Creative Writing Workshop: Consecution is a fancy way of saying “sequencing”
“Consecution” (is a) re-describing (of) the compositional process, how the repetition of words and sequences of events progress toward a naturally developed story with a coherent plot structure…(which is not)…different from the advice of the classicists — …good writing is, after all, good writing. Lish’s genius is in making it strange that we might see it better. ~ From The Consecution of Gordon Lish by Jason Lucarelli
Any gardener knows that first the bud appears and then comes the blossom. This evolution takes place in stages. While there are many ways to discuss this idea of consecution, this seems the most fitting as I pull together this post.
In this creative writing workshop, students discussed how consecution worked in A Tale of Two Cities back in May of 2023, here at the Studio, but as I edited that class for this post, I thought about how hard it was for people (myself included) to understand.
“What is the A, B, C, of it?” one of the students in class asked and I realized that I did not answer at the time because it is so easy to get into the weeds.
Steps. Stages. Unfolding’s…like a flower coming into bloom. That is the A, B, C of it and if a writer cannot provide these stages in their storytelling, cannot describe them intimately and stage them through the story in a meaningful way, they will not be employing this technique known as consecution. But even this becomes slippery and confusing and difficult.
Please watch this teaching and see if you can make sense of it. Click here.
To help you, I’ve provided this handout which you’ll see in the video.

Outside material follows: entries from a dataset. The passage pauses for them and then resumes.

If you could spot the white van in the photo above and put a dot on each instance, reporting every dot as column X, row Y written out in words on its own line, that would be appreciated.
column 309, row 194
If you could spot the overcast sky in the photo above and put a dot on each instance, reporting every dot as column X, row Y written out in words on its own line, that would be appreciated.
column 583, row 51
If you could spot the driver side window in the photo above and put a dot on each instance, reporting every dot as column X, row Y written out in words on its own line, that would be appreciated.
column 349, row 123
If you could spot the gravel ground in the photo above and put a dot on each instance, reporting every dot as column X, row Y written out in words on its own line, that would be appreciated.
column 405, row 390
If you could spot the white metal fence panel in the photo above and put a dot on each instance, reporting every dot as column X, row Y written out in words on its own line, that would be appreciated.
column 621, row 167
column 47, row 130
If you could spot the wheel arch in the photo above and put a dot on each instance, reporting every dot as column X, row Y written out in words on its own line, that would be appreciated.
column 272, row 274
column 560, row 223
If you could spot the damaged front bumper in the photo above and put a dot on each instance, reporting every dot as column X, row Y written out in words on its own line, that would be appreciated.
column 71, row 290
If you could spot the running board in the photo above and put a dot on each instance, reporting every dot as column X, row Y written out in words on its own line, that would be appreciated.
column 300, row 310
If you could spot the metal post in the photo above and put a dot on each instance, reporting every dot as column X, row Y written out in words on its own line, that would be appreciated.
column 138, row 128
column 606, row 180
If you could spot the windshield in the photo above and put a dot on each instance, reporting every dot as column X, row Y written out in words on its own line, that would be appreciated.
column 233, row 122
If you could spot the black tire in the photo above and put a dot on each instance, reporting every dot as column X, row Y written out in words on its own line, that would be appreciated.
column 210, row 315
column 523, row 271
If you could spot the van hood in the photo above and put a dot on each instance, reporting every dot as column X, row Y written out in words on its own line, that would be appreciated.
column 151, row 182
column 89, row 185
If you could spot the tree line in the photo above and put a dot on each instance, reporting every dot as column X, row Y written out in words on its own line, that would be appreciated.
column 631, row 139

If you have more ways to describe and thus explain consecution, beyond what’s been provided in this creative writing workshop, please offer them in the comments. We might never hit the nail right on the head, but we can get close!
~ Jennifer
Hi Jennifer, what helps me understand it (in as much as I think I do understand it) is to contrast it with the Modernist tendency of each sentence being a set up for later plot elements. The writer knows they want a character to trip on a broken sidewalk in the second paragraph (scene, chapter, book in the series) so the first paragraph must mention the broken sidewalk. The writer feels obliged to include setting, characterization, etc so ends up with a lot of boring details front loaded.
Consecution suggests each sentence should look back to what come before it instead of anticipating what’s to come.
Exactly! You’ve nailed it and if you cannot always pull an image forward (though it’s possible), that’s fine. You are building the muscle of moment to moment attention in the practice. Thanks for the comment!